Certo, il carico da undici ce lo mette l’indiscutibile fascino della storia di un gruppo di piccoli produttori che negli anni Ottanta, ispirandosi alle tecniche di vinificazione francesi, hanno mutato radicalmente il metodo di produzione del Barolo trasformandolo in un vino di estremo pregio, da guide enologiche e da tavole di lusso. Comprese quelle degli Stati Uniti, dove i “Barolo Boys” furono trascinati dall’importatore Marc De Grazia (che, insieme ad Altare, è il vero protagonista del film). Si potrebbe discutere all’infinito, e in effetti in rete lo si sta facendo, su chi avesse ragione tra i due partiti; se i fautori delle barrique e della sfoltitura o quelli della tradizione, dell’identità, del terroir. Di certo, come dice con un certo candore Carlìn Petrini, il “pensiero dominante” di oggi sul vino non è più quello di trent’anni fa, e presumibilmente fra trent’anni sarà ancora diverso: un processo affascinante che, visto in prospettiva, dà il giusto peso a quelle che la comunicazione enologica battezza spesso come verità ma che si rivelano, il più delle volte, semplici opinioni.

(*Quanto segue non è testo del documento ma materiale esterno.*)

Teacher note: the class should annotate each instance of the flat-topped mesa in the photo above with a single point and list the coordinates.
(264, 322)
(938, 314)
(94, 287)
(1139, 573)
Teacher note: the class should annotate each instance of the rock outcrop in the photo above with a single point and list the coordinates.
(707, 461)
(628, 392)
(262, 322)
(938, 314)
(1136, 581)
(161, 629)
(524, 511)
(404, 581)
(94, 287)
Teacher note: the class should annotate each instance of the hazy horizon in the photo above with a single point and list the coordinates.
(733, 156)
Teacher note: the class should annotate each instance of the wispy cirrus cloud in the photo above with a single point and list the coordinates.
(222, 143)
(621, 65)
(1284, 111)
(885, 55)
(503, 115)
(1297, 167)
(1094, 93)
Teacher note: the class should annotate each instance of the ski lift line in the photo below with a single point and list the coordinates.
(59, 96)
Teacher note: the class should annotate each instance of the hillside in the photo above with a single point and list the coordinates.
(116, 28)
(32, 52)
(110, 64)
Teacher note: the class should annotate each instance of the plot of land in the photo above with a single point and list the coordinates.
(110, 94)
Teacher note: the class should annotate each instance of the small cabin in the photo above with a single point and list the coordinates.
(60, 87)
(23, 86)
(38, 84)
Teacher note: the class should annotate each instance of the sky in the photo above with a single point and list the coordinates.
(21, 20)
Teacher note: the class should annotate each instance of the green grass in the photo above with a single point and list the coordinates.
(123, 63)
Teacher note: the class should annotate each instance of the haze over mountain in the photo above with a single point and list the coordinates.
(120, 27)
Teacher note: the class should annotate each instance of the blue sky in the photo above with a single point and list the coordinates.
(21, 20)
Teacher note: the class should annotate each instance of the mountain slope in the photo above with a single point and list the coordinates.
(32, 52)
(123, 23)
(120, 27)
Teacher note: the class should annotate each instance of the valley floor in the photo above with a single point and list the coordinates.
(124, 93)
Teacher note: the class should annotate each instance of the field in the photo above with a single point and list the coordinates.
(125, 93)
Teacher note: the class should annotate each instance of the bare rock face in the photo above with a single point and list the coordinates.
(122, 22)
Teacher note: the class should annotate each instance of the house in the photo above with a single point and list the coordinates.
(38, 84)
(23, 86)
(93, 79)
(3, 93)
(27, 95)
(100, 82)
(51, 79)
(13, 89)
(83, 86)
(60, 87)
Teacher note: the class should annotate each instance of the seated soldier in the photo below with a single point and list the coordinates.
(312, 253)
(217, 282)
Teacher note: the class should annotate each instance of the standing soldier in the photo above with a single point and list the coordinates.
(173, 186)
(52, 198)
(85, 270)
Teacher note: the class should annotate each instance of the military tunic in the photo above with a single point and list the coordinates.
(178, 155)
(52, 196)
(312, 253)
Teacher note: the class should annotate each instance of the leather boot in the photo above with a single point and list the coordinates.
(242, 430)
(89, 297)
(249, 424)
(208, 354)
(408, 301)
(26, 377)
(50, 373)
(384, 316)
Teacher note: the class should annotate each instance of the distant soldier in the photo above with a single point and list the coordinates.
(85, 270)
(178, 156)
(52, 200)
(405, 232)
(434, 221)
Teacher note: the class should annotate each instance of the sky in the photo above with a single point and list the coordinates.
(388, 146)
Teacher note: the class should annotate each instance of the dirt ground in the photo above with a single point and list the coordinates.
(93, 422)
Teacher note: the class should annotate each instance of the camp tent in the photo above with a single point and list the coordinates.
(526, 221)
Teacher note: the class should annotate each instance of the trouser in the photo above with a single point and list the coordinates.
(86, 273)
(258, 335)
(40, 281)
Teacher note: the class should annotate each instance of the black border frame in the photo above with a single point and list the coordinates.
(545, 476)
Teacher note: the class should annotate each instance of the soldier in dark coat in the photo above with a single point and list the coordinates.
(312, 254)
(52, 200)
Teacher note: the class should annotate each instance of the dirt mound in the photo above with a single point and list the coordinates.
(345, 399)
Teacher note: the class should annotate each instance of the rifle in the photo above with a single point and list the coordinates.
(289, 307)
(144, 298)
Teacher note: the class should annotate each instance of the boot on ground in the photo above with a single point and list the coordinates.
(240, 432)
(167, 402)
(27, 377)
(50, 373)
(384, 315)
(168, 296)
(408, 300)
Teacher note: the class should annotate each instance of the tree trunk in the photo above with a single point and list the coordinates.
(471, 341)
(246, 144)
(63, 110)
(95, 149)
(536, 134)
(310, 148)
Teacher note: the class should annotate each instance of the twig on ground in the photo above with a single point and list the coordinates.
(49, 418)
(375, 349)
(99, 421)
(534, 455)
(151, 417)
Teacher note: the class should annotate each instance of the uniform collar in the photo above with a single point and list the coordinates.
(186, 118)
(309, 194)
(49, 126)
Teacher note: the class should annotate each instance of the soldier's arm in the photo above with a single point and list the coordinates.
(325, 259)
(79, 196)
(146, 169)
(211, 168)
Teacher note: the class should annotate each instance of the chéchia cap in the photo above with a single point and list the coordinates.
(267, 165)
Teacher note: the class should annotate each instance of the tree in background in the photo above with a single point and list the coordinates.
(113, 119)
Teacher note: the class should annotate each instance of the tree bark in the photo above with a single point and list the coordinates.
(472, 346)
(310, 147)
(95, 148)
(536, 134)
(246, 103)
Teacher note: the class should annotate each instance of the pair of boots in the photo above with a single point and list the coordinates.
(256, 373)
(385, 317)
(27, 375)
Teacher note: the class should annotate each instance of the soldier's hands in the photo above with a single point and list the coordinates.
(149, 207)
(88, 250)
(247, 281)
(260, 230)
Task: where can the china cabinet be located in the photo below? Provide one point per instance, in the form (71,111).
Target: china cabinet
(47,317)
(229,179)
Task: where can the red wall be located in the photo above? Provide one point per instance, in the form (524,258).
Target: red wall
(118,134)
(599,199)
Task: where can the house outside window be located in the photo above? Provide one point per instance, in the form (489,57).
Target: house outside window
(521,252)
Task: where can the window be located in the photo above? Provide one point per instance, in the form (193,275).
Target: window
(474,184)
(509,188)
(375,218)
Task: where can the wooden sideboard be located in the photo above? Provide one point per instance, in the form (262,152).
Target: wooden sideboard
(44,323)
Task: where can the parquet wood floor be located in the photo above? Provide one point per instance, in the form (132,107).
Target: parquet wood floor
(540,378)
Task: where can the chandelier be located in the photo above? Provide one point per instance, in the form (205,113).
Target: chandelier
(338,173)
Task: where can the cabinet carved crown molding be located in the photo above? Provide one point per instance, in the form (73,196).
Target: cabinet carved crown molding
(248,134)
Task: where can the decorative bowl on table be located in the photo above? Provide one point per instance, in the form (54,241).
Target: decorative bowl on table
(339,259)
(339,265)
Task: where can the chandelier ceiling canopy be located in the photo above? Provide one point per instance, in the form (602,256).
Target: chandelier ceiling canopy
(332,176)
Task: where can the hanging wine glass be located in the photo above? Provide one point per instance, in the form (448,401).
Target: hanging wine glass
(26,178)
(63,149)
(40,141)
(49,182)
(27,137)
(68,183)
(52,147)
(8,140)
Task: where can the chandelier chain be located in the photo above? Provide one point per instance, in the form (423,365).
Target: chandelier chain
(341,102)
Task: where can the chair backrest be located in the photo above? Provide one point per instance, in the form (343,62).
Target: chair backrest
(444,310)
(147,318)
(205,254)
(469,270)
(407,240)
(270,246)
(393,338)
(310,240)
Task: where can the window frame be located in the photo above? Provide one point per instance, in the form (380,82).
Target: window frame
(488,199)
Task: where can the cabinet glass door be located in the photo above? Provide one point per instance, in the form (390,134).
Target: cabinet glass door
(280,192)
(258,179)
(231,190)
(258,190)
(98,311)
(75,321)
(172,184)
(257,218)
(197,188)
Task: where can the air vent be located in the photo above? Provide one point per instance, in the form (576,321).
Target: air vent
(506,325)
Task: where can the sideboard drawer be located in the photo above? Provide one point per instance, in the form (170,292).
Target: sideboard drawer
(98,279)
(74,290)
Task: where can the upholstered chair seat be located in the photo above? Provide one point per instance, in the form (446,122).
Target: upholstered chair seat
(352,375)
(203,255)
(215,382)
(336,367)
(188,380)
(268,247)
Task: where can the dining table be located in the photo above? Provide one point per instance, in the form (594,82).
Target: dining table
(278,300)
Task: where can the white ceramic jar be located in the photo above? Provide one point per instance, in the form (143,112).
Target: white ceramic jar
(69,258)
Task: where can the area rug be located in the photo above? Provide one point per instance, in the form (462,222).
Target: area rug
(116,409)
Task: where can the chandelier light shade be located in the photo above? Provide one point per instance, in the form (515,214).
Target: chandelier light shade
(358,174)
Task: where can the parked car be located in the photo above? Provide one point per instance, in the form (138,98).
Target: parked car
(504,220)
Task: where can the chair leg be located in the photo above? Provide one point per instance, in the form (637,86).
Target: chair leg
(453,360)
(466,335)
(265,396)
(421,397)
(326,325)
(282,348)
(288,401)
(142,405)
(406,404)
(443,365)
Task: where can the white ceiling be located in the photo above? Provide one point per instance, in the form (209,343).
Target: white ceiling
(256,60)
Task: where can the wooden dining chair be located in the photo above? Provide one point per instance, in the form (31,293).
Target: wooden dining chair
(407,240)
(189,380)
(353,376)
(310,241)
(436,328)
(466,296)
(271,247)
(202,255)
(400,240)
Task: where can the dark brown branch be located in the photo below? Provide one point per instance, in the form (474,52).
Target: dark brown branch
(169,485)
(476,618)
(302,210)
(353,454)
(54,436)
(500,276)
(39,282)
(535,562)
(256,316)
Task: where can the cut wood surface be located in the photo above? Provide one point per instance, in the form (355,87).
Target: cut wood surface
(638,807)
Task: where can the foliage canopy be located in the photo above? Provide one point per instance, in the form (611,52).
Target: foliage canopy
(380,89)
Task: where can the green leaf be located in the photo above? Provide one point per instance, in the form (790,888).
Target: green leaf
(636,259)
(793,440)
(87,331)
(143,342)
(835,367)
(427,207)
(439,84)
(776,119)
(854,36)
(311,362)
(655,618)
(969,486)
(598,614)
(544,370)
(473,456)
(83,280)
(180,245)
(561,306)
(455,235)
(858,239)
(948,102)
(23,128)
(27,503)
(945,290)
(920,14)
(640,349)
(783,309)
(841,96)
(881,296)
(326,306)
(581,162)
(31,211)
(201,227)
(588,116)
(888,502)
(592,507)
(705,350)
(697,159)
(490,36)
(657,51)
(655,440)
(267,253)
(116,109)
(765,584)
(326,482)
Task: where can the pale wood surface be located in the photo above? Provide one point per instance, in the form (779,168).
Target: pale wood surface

Alla fine, quindi, chi ha vinto? La risposta è già nel film: ha vinto la Langa, che da terra brulla e abbandonata si è trasformata in ricercatissima (e costosissima) culla del Made in Italy. Hanno vinto i “langhetti”, usciti da una povertà assoluta e secolare per diventare sofisticati apostoli del vino o perlomeno, e non è poco, per ricostruire paesi e famiglie svuotati dall’emigrazione. I nuovi progetti di Elio Altare, che oggi produce vino dolce nelle Cinqueterre, e di Chiara Boschis con il suoCastelmagno dell’Alta Langa, sono la miglior dimostrazione del fatto che in fondo la strada intrapresa era quella giusta, a dispetto dei puristi che accusano i Boys, magari anche con qualche ragione, di aver “snaturato” il loro prodotto storico.

Ultima postilla non da poco: Altare e Boschis, insieme a un rappresentante della generazione successiva come Alessandro Ceretto, erano presenti alla prima proiezione milanese del film per il ciclo “Food Fighters” organizzato da CeCINEPas, con tanto di degustazione di vini e formaggi. Il tutto davanti a un pubblico quasi da record per un documentario (in platea c’era persino l’attore Renato Pozzetto). Difficile non considerarla un’ottima notizia!